10:05:05 AM | 5/6/2026

The decision to move Vietnam into the emerging market category places its stock market at the threshold of a new phase, accompanied by rigorous tests. As old barriers give way to global standards, a promising “billion-dollar” arena has officially begun, reserved for investors capable of adapting to stricter requirements.


Upgrading Vietnam’s stock market to secondary emerging status is expected to open a new phase of development

Clearing policy bottlenecks

On April 8, FTSE Russell officially confirmed the upgrade of Vietnam’s stock market from frontier to secondary emerging status, effective September 21. The key factor behind this shift is the improvement in market infrastructure. The FTSE Russell Index Governance Board (IGB) stated it is “satisfied with the progress in implementing the foreign securities ownership model, an essential factor supporting index replication.”

FTSE Russell’s confirmation of the upgrade roadmap reinforces the Government’s efforts to remove legal bottlenecks. In this context, Circular 08/2026 issued by the Ministry of Finance serves as a “passport” for Vietnam’s stock market to enter global capital markets. By introducing a non-prefunding mechanism, Vietnam has removed one of the biggest technical barriers for international institutional investors, allowing global securities firms and custodian banks to operate in line with international standards.

According to experts, Circular 08/2026 provides a solid legal framework that ensures fair access for foreign investors, helping improve liquidity and strengthen Vietnam’s position within the global financial system. Consistent implementation across regulators and financial institutions has created a safer and more transparent ecosystem. This is especially significant as the market capitalization of the FTSE Frontier Vietnam Index has increased fivefold, from US$11 billion in 2015 to US$59 billion in 2025, surpassing regional peers such as the Philippines in scale.

Foreign capital flow path

With legal barriers easing, attention has shifted to the path of foreign capital flows. The upgrade will not happen all at once but will be phased to maintain stability. Starting in September, the weighting of Vietnamese equities in global indices will gradually increase according to the schedule: 10% -> 20% -> 35% -> 35%. FTSE Russell indicates that this approach is designed to ensure the transition matches the market’s capacity.

Notably, active funds tend to deploy capital early in anticipation of the official inclusion date.

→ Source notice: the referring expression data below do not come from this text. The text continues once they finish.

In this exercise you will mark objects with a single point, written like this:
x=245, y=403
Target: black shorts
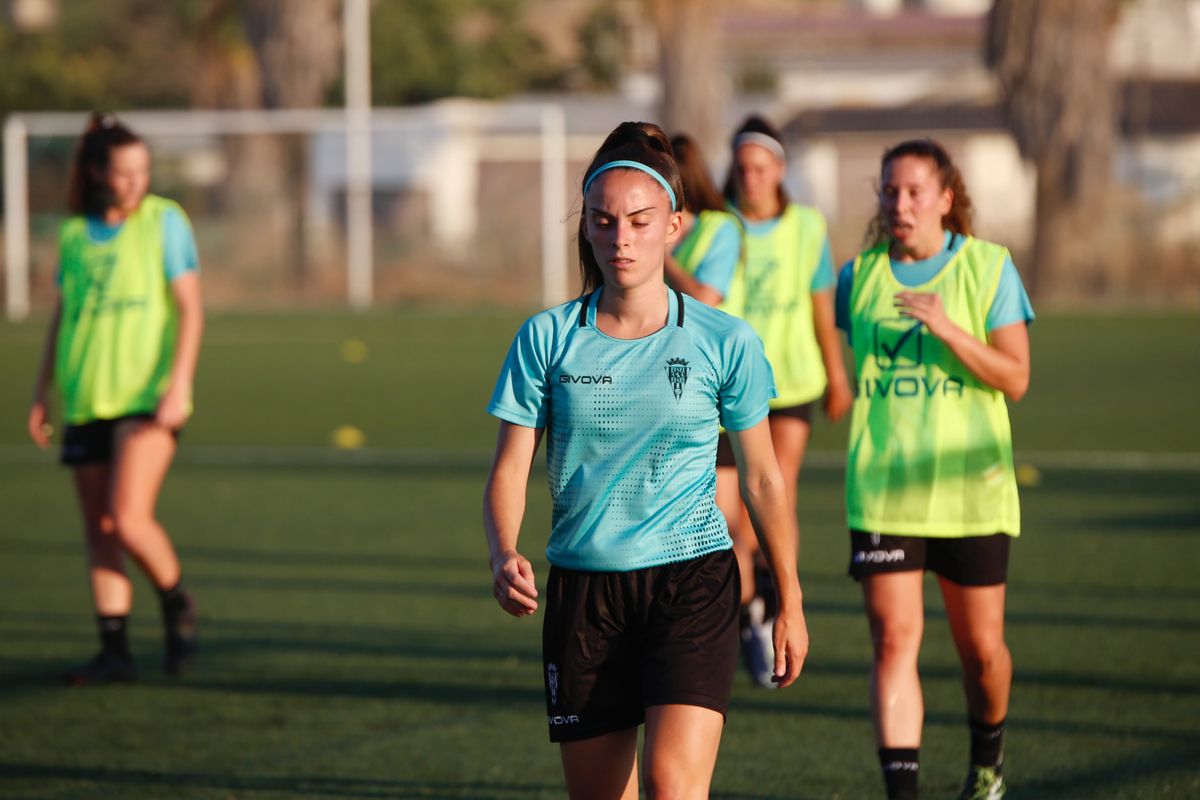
x=967, y=561
x=725, y=450
x=616, y=643
x=91, y=443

According to the Research Center of SSI Securities Corporation (SSI Research), about US$1.7 billion from passive funds (ETFs) is expected to flow into the market. Phased capital allocation, based on lessons from Saudi Arabia in 2019, is seen as a practical strategy to help the market absorb inflows steadily and avoid overheating. Vietcap Securities JSC (Vietcap) shares this view, suggesting that capital will come in gradually rather than in a sudden surge, giving domestic investors time to adjust.

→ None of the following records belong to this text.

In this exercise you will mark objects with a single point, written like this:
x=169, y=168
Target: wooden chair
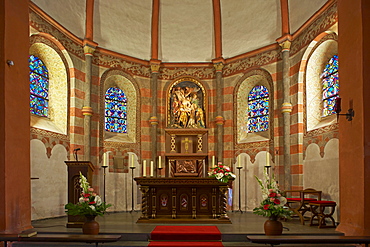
x=298, y=201
x=319, y=214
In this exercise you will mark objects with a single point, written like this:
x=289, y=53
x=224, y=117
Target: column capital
x=87, y=111
x=155, y=65
x=286, y=107
x=219, y=120
x=285, y=42
x=153, y=120
x=218, y=66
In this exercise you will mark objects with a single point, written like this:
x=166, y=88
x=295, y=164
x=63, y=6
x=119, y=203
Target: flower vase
x=90, y=226
x=273, y=226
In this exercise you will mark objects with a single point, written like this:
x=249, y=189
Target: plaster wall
x=49, y=186
x=322, y=172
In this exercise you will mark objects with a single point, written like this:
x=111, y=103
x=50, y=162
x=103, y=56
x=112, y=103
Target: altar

Vietcap also assesses that joining larger markets such as China, India, and Brazil will reshape Vietnam’s position in global indices, supporting steady growth in market capitalization and the development of the domestic investor base.

Stocks aligned with foreign investor demand

A closer look at the list of 32 potential stocks under FTSE Russell’s review shows a clear preference for leading companies. Names such as HPG (Hoa Phat Group), VCB (Joint Stock Commercial Bank for Foreign Trade of Vietnam), VIC (Vingroup), VHM (Vinhomes), and FPT (FPT Corporation) represent not only large market capitalization but also strong compliance with liquidity and free-float requirements. Foreign capital is, in effect, focusing on the core strength of Vietnam’s economy through two main sectors: real estate (accounting for 39.9% of weighting) and financials (25.3%).

In the short term, however, SSI Securities Corporation points to challenges such as temporary pressure on liquidity and a narrowing gap between stock returns and bank deposit interest rates. This calls for more selective investment strategies. Sectors such as banking, including CTG (Vietnam Joint Stock Commercial Bank for Industry and Trade) and MBB (Military Commercial Joint Stock Bank), consumer goods, construction materials such as HPG (Hoa Phat Group), and technology led by FPT (FPT Corporation) are expected to act as relatively safe and promising options during periods of interest rate fluctuation.

Experts from SSI also caution that capital inflows will not be deployed in a single wave. Investment strategies should therefore focus on selectivity, targeting companies with positive earnings prospects in the first quarter and stocks with clear reclassification stories to capture institutional inflows more effectively.

The stock market upgrade creates an opportunity to attract strong capital flows that could open a new chapter for the financial market. As foreign funds begin to view Vietnam as an integral part of their emerging market portfolios, domestic companies face pressure to raise their standards to match the scale of incoming billion-dollar capital flows.